What are you complaining about? Staying home is fun and relaxing. Well, it’s not fun for an autoimmune patient. These people can cry and have a lot of fatigue and be in a tremendous amount of pain. So, sitting there, binge watching Netflix series on TV all day, is not a lot of fun if you’ve got autoimmune disease. Just because someone looks okay and they’re at home, it doesn’t mean to say they’re having a ball of a time. They probably feeling like crap.
You must not be that sick if you are able to do X, Y, Z. So, this is another common misconception, that many people are doing things, but if they’re that sick, they shouldn’t be doing things at all. When you get something like rheumatoid arthritis or Hashimoto’s syndrome, you tend to be, what I call, the walking wounded. So, you have a sub-standard quality of life and you work around that sub-standard quality, meaning you can still do things. It doesn’t mean to say you’re a cripple. And many people try their hardest to do things in spite of the pain. But other people will say, “Come on, if you can do that, you can hold down a 40 hour a week job.” So, don’t be hard on people with autoimmune disease.
You must be contagious. Autoimmune disease is not contagious. You don’t pass it from one to another. It doesn’t jump on people like fleas jump on people, or people jump on furniture kind of thing. So, it doesn’t jump. You develop it through a complex series, in a series of interactions in the body.
If you just exercise, it’ll cure your disease. No, it doesn’t work like that. Doing a yoga class, going to the gym, it’s not going to get rid of the autoimmune disease.
You can’t be super sick today if you were feeling great yesterday.

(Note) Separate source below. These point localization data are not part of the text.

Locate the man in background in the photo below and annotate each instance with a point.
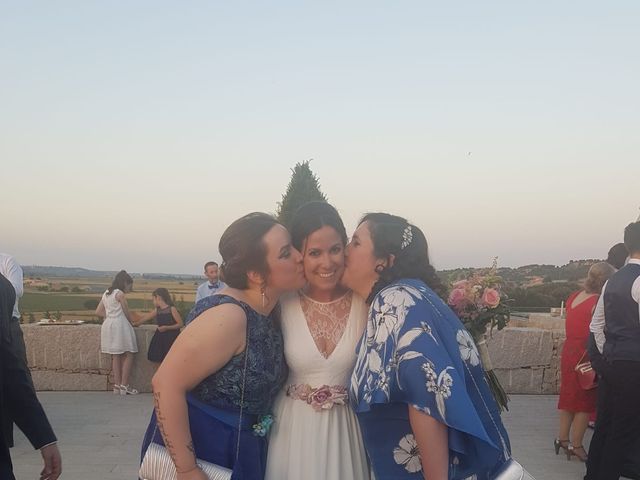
(213, 283)
(18, 400)
(616, 331)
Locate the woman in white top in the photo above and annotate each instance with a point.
(117, 336)
(315, 434)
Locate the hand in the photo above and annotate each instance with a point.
(195, 474)
(52, 462)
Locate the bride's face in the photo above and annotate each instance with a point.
(360, 262)
(323, 259)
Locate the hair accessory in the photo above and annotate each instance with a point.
(407, 237)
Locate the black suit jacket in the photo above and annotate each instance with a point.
(18, 400)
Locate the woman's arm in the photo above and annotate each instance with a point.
(211, 340)
(146, 317)
(176, 318)
(100, 310)
(125, 307)
(433, 443)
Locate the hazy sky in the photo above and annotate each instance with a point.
(133, 133)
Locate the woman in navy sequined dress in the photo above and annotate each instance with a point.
(223, 372)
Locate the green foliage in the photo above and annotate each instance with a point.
(542, 296)
(91, 304)
(303, 187)
(492, 318)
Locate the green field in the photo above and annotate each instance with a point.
(41, 302)
(72, 305)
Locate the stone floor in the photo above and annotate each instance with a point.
(100, 436)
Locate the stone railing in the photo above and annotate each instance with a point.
(65, 357)
(526, 360)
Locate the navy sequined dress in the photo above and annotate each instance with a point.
(214, 404)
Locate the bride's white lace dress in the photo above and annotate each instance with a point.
(315, 435)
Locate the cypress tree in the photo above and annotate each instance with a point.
(303, 187)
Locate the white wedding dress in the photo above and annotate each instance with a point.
(314, 443)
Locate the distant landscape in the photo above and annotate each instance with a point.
(72, 293)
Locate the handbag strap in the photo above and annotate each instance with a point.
(244, 384)
(581, 358)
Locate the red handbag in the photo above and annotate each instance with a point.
(586, 375)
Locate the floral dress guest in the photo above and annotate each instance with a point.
(418, 387)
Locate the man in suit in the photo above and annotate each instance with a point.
(18, 401)
(616, 331)
(213, 283)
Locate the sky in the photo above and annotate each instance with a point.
(133, 133)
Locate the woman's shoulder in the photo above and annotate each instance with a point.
(290, 310)
(405, 292)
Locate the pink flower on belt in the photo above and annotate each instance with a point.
(320, 398)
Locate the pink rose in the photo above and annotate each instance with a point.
(491, 297)
(320, 398)
(457, 297)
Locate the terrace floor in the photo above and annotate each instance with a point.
(100, 434)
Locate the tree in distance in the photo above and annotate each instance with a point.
(304, 187)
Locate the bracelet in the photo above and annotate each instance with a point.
(190, 470)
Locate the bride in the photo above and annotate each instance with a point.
(315, 434)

Well, many people with autoimmune disease will have condition where they go up and down. So, some days they’ll feel better, other days they’ll feel worse, and some days they want to be in bed with the covers pulled over their head because they feel like crap. So, be careful of judging a person with autoimmune disease.
There you have it. These are myths. So, the disease stays, it doesn’t disappear completely from a person. A person can have varying symptoms depending on what stage of the disease they’re in. Medications don’t always work. They often suffer in silence. So, that’s autoimmune disease.